I want to build a simple hot questions list using Django. I have a function that evaluates "hotness" of each question based on some arguments.
Function looks similar to this (full function here)
def hot(ups, downs, date):
# Do something here..
return hotness
My models for question and vote models (relevant part)
class Question(models.Model):
title = models.CharField(max_length=150)
body = models.TextField()
created_at = models.DateTimeField(auto_now_add=True)
class Vote(models.Model):
question = models.ForeignKey(Question, related_name='questions_votes')
delta = models.IntegerField(default=0)
Now, the delta attribute
is either positive or negative. The hot function receives number of positive votes and number of negative votes and creation date of question.
I've tried something like this, but it isn't working.
questions = Question.objects.annotate(hotness=hot(question_votes.filter(delta, > 0),question_votes.filter(delta < 0), 'created_at')).order_by('hotness')
The error I'm getting is: global name 'question_votes' is not defined
I understand the error, but I don't the correct way of doing this.
You can't use python functions for annotations. Annotation is a computation that is done on a database level. Django provides you only a set of basic computations which can be processed by the database - SUM, AVERAGE, MIN, MAX and so on... For more complex stuffs only from version 1.8 we have an API for more complex query expressions.
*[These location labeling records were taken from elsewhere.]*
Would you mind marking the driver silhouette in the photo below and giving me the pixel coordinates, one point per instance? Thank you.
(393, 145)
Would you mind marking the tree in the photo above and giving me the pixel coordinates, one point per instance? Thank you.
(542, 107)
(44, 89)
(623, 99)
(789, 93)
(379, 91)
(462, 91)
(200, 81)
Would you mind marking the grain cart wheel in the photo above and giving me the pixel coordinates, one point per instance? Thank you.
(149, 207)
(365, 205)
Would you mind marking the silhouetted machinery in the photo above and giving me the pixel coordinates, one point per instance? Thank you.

Before Django 1.8 the only way to achieve similar functionality was to use .extra which means to write plain SQL.
So you basically have two options.
Write your hotness computation in plain SQL using .extra
or via the new API if your Django version is >= 1.8.
Create hotness field inside you model, which will be calculated by a cron job once a day (or more often depending on your needs). And use it for your needs (the hottest list).
For those looking for an updated answer (Django 2.0+) it is possible to subclass Func to generate custom functions for aggregations as per the documentation . There is a good explanation and example here about 80% of the way through the post in the "Extending with custom database functions" section.